Thread: RE: SIGTERM -> elog(FATAL) -> proc_exit() is probably a bad idea

RE: SIGTERM -> elog(FATAL) -> proc_exit() is probably a bad idea

From
"Mikheev, Vadim"
Date:
> Because I think turning an elog(ERROR) into a system-wide crash is
> not a good idea ;-).  If you are correct that this behavior 
> is necessary for WAL-related critical sections, then indeed we need
> two kinds of critical sections, one that just holds off cancel/die
> response and one that turns elog(ERROR) into a dangerous weapon.
> I'm going to wait and see Vadim's response before I do anything ...

I've tried to move "dangerous" ops with non-zero probability of
elog(ERROR) (eg new file block allocation) out of crit sections.
Anyway we need in ERROR-->STOP for safety when changes aren't logged.

Vadim


Re: SIGTERM -> elog(FATAL) -> proc_exit() is probably a bad idea

From
Tom Lane
Date:
"Mikheev, Vadim" <vmikheev@SECTORBASE.COM> writes:
>> Because I think turning an elog(ERROR) into a system-wide crash is
>> not a good idea ;-).  If you are correct that this behavior 
>> is necessary for WAL-related critical sections, then indeed we need
>> two kinds of critical sections, one that just holds off cancel/die
>> response and one that turns elog(ERROR) into a dangerous weapon.
>> I'm going to wait and see Vadim's response before I do anything ...
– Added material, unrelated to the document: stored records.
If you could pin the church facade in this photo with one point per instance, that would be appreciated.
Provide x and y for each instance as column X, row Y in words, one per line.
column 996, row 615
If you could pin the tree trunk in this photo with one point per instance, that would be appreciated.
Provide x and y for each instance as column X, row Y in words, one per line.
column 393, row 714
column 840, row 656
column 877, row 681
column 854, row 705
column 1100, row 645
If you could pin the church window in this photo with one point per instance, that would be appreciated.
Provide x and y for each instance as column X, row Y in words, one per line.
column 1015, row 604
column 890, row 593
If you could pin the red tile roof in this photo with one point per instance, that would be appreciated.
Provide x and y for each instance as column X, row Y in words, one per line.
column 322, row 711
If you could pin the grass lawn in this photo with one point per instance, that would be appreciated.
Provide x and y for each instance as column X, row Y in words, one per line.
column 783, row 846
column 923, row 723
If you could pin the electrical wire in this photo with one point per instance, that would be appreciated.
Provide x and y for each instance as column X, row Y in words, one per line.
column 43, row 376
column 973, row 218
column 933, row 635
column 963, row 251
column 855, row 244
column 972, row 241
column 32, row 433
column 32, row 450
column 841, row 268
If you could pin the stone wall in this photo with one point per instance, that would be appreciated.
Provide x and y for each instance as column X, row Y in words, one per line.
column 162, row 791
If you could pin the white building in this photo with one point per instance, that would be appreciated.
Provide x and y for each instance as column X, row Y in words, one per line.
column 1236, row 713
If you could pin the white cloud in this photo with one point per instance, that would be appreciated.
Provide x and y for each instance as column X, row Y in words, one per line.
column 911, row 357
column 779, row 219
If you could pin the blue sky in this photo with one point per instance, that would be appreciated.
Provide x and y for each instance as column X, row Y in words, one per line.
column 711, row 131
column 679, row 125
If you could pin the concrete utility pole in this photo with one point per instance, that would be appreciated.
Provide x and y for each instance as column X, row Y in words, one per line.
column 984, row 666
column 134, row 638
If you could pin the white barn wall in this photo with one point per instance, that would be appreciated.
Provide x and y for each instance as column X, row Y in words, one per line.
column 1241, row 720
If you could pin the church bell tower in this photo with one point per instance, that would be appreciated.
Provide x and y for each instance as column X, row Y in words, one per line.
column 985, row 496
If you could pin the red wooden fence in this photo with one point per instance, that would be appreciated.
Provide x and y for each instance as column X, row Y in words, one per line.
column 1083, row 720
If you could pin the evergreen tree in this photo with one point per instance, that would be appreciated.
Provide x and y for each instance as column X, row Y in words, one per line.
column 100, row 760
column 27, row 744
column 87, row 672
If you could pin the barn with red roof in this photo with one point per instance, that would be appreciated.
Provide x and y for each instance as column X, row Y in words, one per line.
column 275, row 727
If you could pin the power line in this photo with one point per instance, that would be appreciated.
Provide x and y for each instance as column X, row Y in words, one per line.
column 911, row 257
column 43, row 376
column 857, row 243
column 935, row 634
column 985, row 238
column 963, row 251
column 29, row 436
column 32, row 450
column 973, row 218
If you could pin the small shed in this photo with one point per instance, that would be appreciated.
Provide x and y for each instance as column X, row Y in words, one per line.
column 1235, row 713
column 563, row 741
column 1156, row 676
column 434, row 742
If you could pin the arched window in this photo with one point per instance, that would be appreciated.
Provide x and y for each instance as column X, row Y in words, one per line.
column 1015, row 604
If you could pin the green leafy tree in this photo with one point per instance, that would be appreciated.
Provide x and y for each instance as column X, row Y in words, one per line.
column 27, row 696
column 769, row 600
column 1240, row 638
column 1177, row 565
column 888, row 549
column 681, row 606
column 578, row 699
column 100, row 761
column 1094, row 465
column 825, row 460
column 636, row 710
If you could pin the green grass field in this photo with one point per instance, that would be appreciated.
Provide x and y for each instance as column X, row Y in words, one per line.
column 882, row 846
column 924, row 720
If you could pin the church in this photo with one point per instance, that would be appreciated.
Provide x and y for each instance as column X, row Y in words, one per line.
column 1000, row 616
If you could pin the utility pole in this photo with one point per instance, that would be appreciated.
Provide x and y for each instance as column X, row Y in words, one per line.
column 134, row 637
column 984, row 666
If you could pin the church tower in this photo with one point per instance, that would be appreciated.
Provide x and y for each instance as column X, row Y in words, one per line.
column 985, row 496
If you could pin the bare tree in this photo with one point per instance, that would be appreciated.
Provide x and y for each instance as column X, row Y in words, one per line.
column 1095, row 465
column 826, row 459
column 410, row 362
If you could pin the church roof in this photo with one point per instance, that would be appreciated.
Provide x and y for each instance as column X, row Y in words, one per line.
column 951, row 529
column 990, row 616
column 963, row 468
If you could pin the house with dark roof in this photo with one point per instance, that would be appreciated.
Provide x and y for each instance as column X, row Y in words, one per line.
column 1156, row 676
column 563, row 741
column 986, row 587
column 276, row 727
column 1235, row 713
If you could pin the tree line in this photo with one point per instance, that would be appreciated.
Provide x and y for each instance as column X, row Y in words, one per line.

> I've tried to move "dangerous" ops with non-zero probability of
> elog(ERROR) (eg new file block allocation) out of crit sections.
> Anyway we need in ERROR-->STOP for safety when changes aren't logged.

Why is that safer than just treating an ERROR as an ERROR?  It seems to
me there's a real risk of a crash/restart loop if we force a restart
whenever we see an xlog-related problem.